The Battalion History notes:

“At Zero Hour on the 16th. August 1917, the 11th. Inniskillings, with the 14th. Irish Rifles on the right and the Gloucesters on the left, moved off in the first wave … No Stokes Mortars could be carried forward to assist the attack … the ground was too difficult … “bog” would be a better word … The Machine-Gun fire of the enemy was intense and accurate and the “Pill-Boxes” were found to be intact in most cases … it was impossible to pass through them … Advance was out of the question … That night the Division was relieved … It had failed in this attack … there was no loss of honour.”

IRELAND’S MEMORIAL RECORDS  1914-1918

RIVENELL, JAMES EDWARD JOSEPH. Reg. No. 43604. Rank, Private, Royal Inniskilling Fusiliers, 11th Batt.; killed in action, France, August 16, 1917; born Fulham, London. P. 236.

The Battle of Langemarck (16–18 August 1917)

On 16 August 1917, in a renewed thrust of the Allied offensive launched at the end of July in the Flanders region of Belgium—known as the Third Battle of Ypres, or simply as Passchendaele, for the village that saw the heaviest fighting—British troops capture the village of Langemarck from the Germans.

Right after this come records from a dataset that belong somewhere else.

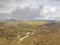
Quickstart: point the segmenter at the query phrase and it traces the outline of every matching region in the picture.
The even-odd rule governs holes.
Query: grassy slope
[[[17,33],[20,36],[34,32],[24,41],[22,45],[60,45],[60,24],[48,24],[45,22],[0,22],[0,45],[20,45],[19,40],[15,39]]]

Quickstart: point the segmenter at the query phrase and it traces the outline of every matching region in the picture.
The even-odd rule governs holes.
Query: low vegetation
[[[0,45],[60,45],[60,23],[0,22]]]

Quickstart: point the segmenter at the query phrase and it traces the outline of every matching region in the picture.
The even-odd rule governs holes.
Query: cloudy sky
[[[0,0],[0,20],[57,19],[58,17],[60,17],[59,0]]]

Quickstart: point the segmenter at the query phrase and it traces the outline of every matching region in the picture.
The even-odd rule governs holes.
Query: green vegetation
[[[60,45],[60,23],[0,22],[0,45]]]

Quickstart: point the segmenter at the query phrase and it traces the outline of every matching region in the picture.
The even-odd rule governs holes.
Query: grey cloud
[[[40,16],[39,14],[40,14],[39,9],[30,9],[27,7],[25,9],[16,8],[16,10],[9,15],[11,15],[12,19],[32,20],[33,18]]]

The ambitious, meticulously planned offensive, masterminded by the British commander in chief Sir Douglas Haig, began on July 31 with a British and French attack on German positions near the village of Passchendaele, located in Flanders in the much-contested Ypres Salient. After the initial assault met with less success than had been anticipated, heavy rains and thickening mud bogged down the Allied infantry and artillery and prevented them from renewing the offensive until the second week of August. On August 16, at Langemarck, to the west of Passchendaele, four days of fierce fighting resulted in a British victory; the gains were small, however, for the high number of casualties incurred.

Though a German counterattack recovered much of the ground gained at Langemarck, British forces retained the initiative in the region, aided by the use of tanks and by a diversionary attack by the French at Verdun, where more than 5,000 German soldiers were taken prisoner. By the end of September, the British were able to establish control over the ridge of land to the east of Ypres, and Haig pushed his commanders in the region to continue the attacks towards the Passchendaele ridge. As the offensive stretched into October, Allied troops reached near-exhaustion as the Germans reinforced their positions in the region with reserve troops released from the Eastern Front.

After Canadian and British troops finally captured Passchendaele on November 6, 1917, Haig called off the offensive, claiming victory for his men. In sum, a total of some 310,000 British casualties, as opposed to 260,000 on the German side, and a failure to create any substantial breakthrough on the Western Front, made the Third Battle of Ypres one of the most costly and controversial offensives of World War I.